Four other local hospitals, located in Sullivan, Salem, Hermann and Potosi, also provide top-notch health care. Plus more and more specialists and hospitals are establishing outreach practices in the region. Fort Leonard Wood Army Hospital serves retired military personnel. Numerous doctors, dentists, chiropractors and psychologists can be found throughout the region as well, and urgent care facilities are becoming commonplace here.
RECREATION. Opportunities to play abound in the Meramec Region! There are plenty of clear, meandering streams, including the Meramec, Gasconade, Courtois and Huzzah rivers, perfect for boating, floating, swimming and fishing for trout, bass, catfish & crappie. Maramec Spring Park has a trout hatchery and fishing and a wonderful historical agricultural museum. Onondaga Cave and Jesse James Hideout are more special attractions. Missouri is known as "The Cave State" for good reason! Campgrounds galore & wooded areas filled with deer and turkey are other attractions among nature's wonders.
The region is filled with parks that offer an array of sights and sounds. Places like Maramec Spring, a former late 1800s iron works operation, and Dillard Mill, a restored grist mill, allow one to relive olden days, learn about history and picnic amid beautiful surroundings.
Antique and craft shops located in "every" community in the region, and almost all communities offer local recreational opportunities in the form of parks, trails, swimming pools, summer ball leagues, country clubs, libraries and golf courses as well as annual fairs, festivals and celebrations that often feature nationally known entertainers.
Setting the Meramec Region apart from its neighbors are most definitely its wineries. Both St.

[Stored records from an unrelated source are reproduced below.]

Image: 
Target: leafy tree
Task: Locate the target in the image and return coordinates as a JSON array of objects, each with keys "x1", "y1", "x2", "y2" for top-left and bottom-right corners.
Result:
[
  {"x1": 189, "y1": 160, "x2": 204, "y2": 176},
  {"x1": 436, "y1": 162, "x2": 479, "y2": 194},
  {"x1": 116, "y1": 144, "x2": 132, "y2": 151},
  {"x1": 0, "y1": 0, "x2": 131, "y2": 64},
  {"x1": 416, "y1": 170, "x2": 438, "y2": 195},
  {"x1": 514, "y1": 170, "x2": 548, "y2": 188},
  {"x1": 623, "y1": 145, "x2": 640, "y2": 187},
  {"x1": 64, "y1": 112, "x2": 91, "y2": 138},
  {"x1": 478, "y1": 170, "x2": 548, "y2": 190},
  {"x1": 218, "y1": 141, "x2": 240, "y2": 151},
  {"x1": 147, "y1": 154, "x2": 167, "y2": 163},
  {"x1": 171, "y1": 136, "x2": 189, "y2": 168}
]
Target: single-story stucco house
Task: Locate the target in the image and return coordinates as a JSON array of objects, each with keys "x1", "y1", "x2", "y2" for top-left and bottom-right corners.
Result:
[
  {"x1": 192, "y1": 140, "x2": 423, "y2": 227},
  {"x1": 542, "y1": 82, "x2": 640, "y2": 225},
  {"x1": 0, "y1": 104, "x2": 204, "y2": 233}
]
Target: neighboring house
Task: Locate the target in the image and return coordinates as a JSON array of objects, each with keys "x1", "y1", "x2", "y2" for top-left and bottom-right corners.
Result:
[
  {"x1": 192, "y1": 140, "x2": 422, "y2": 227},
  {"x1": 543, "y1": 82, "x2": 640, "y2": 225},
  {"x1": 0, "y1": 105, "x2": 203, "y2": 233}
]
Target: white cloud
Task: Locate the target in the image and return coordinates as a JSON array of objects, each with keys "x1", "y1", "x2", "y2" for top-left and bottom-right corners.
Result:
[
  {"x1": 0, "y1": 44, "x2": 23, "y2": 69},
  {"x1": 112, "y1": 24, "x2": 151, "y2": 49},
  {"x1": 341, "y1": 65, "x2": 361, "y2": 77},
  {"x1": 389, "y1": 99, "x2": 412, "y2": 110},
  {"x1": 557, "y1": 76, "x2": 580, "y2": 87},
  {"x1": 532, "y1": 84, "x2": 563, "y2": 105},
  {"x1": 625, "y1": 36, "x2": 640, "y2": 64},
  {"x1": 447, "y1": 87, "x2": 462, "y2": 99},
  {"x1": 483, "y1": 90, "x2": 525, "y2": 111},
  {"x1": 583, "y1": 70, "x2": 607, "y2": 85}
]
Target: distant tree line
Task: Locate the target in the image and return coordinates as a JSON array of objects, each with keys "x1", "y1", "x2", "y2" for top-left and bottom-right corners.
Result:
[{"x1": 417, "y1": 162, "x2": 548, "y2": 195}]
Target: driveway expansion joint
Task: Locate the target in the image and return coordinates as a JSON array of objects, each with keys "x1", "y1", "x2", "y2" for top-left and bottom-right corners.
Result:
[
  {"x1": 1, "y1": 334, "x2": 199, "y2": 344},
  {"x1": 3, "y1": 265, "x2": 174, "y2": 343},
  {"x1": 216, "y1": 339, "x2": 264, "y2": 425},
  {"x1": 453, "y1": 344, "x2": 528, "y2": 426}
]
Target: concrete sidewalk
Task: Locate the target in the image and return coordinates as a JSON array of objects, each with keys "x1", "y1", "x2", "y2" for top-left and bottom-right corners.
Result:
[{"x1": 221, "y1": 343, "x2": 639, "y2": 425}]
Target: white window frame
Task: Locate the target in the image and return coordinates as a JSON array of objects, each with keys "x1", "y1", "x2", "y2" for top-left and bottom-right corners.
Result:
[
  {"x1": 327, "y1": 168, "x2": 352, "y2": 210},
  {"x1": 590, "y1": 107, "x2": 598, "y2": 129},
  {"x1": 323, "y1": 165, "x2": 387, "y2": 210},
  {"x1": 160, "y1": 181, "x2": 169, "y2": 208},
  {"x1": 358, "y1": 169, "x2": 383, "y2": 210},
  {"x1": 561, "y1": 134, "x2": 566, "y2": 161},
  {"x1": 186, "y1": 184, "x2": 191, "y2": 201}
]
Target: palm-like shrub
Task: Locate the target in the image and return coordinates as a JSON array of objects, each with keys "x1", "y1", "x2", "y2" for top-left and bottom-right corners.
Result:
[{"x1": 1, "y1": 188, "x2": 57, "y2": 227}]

James and Hermann have their share of wineries. Hermann is also well known for its German heritage, its Maifests and Octoberfests.
Many area communities have theatre groups that produce plays throughout the year. The University of Missouri-Rolla, with its Leach Theatre, hosts many quality plays, inspiring lectures and symphonies.
HOUSING. The Meramec Region has 63,105 total housing units with 53,541 occupied, according to the 2000 Census. The average population per unit in the region is 2.51 people, which is very close to the state average of 2.48 people. Of the 53,541 occupied units, 40,141 are owner occupied while 13,400 are renter occupied.